Scientists led by Jeremy Luban and Manuel Garber of the University of Massachusetts Medical School will use a range of genomic technologies to accomplish this, including RNA sequencing, CRISPR/Cas9 editing, ChIP-sequencing, and ATAC-sequencing.

"This grant is aimed at building models in which you should be able to predict what a gene expression pattern would be, given a particular DNA sequence," Garber told GenomeWeb. The project is driven by fundamental questions about the language of gene expression.

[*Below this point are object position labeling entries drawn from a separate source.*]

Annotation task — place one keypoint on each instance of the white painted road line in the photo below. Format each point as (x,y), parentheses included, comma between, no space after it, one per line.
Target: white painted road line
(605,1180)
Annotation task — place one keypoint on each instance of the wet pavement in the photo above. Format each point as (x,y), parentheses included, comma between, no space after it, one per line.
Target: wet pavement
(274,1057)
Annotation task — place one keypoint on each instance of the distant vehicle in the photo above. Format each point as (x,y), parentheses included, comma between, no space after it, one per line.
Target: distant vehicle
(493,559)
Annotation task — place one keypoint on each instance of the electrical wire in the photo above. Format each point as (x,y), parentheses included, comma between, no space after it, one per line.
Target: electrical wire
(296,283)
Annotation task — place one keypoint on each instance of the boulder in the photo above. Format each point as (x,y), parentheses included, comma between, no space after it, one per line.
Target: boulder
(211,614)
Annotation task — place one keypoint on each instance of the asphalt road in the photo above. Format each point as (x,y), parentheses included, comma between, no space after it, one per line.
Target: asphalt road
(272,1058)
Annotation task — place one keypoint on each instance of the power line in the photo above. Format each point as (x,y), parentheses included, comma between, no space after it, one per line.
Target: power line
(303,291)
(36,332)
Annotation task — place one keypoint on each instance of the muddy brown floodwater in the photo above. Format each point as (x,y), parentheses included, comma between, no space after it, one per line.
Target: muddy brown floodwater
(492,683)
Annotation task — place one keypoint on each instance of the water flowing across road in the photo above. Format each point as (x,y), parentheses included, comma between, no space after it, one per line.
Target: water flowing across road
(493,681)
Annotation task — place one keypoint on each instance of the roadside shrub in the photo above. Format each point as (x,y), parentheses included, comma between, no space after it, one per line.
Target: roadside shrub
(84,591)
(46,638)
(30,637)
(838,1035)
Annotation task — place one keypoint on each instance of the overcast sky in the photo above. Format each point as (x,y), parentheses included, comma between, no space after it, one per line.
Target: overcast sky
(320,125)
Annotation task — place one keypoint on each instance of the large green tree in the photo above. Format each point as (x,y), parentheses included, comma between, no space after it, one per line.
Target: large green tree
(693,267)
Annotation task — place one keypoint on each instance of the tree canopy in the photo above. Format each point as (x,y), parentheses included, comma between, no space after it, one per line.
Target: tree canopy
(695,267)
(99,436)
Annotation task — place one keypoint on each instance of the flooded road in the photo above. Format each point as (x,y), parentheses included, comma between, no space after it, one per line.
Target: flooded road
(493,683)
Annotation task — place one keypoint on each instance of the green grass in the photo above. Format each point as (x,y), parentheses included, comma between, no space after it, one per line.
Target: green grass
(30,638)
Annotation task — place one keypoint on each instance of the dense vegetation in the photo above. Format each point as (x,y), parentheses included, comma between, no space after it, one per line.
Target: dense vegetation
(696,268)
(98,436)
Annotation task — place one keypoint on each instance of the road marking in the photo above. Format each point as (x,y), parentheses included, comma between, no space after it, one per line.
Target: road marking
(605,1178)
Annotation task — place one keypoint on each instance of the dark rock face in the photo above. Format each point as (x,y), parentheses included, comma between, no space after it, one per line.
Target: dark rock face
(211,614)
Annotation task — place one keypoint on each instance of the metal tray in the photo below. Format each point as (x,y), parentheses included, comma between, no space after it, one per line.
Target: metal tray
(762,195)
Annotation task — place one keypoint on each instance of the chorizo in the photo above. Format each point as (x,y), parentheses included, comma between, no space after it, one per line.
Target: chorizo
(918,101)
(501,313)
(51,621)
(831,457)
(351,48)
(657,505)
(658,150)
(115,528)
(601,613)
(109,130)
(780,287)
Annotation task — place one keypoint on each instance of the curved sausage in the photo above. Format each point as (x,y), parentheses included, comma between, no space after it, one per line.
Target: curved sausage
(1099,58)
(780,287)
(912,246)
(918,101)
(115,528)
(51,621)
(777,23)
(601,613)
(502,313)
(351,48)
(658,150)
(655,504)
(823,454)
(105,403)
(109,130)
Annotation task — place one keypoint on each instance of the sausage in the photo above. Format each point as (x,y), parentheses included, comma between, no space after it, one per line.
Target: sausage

"What is the consequence of a mutation? Is a key cytokine expressed at too high a level, or not long enough, or for too long, or at the wrong time? It's currently very hard to tell, even if you know that a given mutation affects the binding of a transcription factor," Garber said.  "In [the] long term, via our study, a model will allow us to determine exactly what happens when you have anomalous binding of a transcription factor."

The scientists expect that their investigation into the transcription factors and cis-regulatory components driving gene expression in dendritic cells can be expanded to provide a more general explanation for what drives gene expression in other cells.

The role of dendritic cells in the body lends them certain advantages as potential models of gene expression. Their function in the immune system is to present antigens to T cells, so the transcriptional regulatory network that underlies pathogen detection is easily stimulated. "Because they're stimulated in coordinated ways, they provide a way to test the functionality of cis-regulatory elements," Garber said.

Dendritic cells also express genes very rapidly, saving time. The first wave of expression begins half an hour after they're stimulated, Garber explained. A second wave of expression comes after one hour, and a third after two hours. "The whole of the main gene expression ends at six hours," Garber said, which is fast compared to many other types of cells.

The first step is to figure out what the genes are doing. "We should be able to tell what genes will do and how the transcription factors are assembled," Garber said. "This is the foundation upon which you'll eventually be able to predict the expression of particular genes." To do this, the scientists will use RNA-seq to find the genes that respond to stimulation, and ChIP-seq to map chromatin features of these genes.

The next step is to find what the cis-regulatory elements are and where they are in the genome, also using RNA-seq. The functional data for each transcription factor will be complemented by measuring protein-DNA interactions using ChIP-seq. By pinpointing key transcription factors, their binding sites, and the genes that respond to them, the scientists can refine their model of the gene network. They will use ATAC-seq to find which regions of DNA are open for binding within each enhancer.

"Once we build an observational model, we'll want to perturb it to test the predictions of the model," Garber said. To do this, they will use CRISPR/Cas9 to selectively take out regulatory elements to find the downstream effects on gene expression.

The array of technologies used, which Garber said is becoming more common for studies like this, means that he and Luban have several collaborators who will perform tasks such as data integration and CRISPR/Cas9 editing.

Besides the main goal of understanding the language of gene expression, the research could specifically inform the development of vaccines and the condition of autoimmunity.